Moi, je

Victor est un ancien combattant des forces spéciales de la Légion, c’est un homme hors du commun par sa force et son courage. Paradoxe, Il se voit trahi par sa virilité quand il pourrait s’en servir.

L’objet de tous ses désirs est aussi le sujet de tous ses tourments puisqu’il est amoureux d’une nymphomane qui ne se prive de rien ni de personne… Le drame est d’autant plus intense que Victor est doté d’une intuition exceptionnelle. II ressentait dans son corps des douleurs atroces chaque fois que l’élue de son coeur avait une relation. L’intuition est là.

– Si seulement vous pouviez l’orienter sur un domaine positif et non à des fins martyrisantes et exclusives !

J’engageais Victor à réfléchir aux douze travaux d’Hercule et à me donner le fruit de ses cogitations. Il prit cela pour une boutade de ma part.

– Mais je n’y connais rien à la mythologie! Quel rapport cela a-t-il avec mon problème ?

– Le rapport, c’est que lorsque vous aurez fini de comprendre les douze travaux, votre problème sera résolu.

Victor suivait en même temps une cure de musicothérapie.

– La “musico” m’aide à ne plus me voiler la face par rapport à mon amie. J’ai l’impression qu’il y a une règle de cause à effet. Mon amie, c’est la synthèse de ce que j’ai fait ressentir à autrui durant toute ma vie La castration dont je souffre, c’est ce que j’ai fait subir, c’est ce que me souffle mon imagination. Je crois que je n’avais pas le droit de faire vivre à mon amie une situation d’enfermement sous prétexte d’amour alors que j’étais impuissant à la satisfaire. Alors, j’ai commencé la recherche sur le travail que vous me proposez, me dit-il d’un air entendu, comme si je lui faisais subir un écorchage avec la mythologie.
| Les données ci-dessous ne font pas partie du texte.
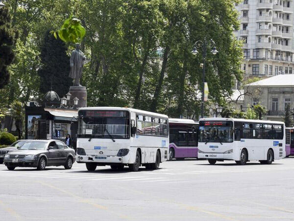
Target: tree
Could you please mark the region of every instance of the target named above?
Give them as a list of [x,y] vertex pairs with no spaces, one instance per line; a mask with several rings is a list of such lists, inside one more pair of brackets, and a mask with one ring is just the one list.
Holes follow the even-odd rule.
[[9,106],[9,107],[10,108],[10,116],[14,119],[16,130],[19,134],[19,139],[20,139],[22,138],[24,113],[23,104],[20,101],[15,100]]
[[286,127],[293,127],[293,113],[291,113],[290,106],[286,107],[286,112],[284,116],[284,122]]
[[40,92],[45,93],[51,87],[64,96],[72,84],[69,78],[70,57],[67,54],[67,48],[59,39],[55,39],[49,31],[45,34],[41,51],[41,68],[38,71],[40,78]]
[[8,66],[12,63],[15,55],[13,48],[15,45],[18,34],[12,28],[8,7],[0,9],[0,89],[8,83]]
– Eh bien, le premier des travaux c’est de tirer le lion et de l’écorcher alors que ce lion était doté d’une peau que rien n’entamait.

Ce lion habitait une caverne à double entrée

– Ça signifie, je crois, que, dans la vie, il y a toujours une porte de sortie afin d’éviter les faux-fuyants, les faux semblants. J’ai plus de soixante ans à l’heure actuelle, je m’aperçois que j’ai toujours fui, toujours louvoyé et pris les sorties de secours. À une époque de ma vie, j’ai rencontré une jeune femme follement amoureuse de moi, très belle. Ma femme, qui avait un amant, était partie de la maison. Lorsqu’elle est revenue, j’ai pensé “la pauvre, elle doit être si malheureuse” et j’ai plaqué celle que j’aimais et qui m’aimait, par devoir et par peur de faire mal. Depuis je suis dans le mal-être comme mon entourage. Je n’ai plus jamais connu la réciprocité dans l’amour.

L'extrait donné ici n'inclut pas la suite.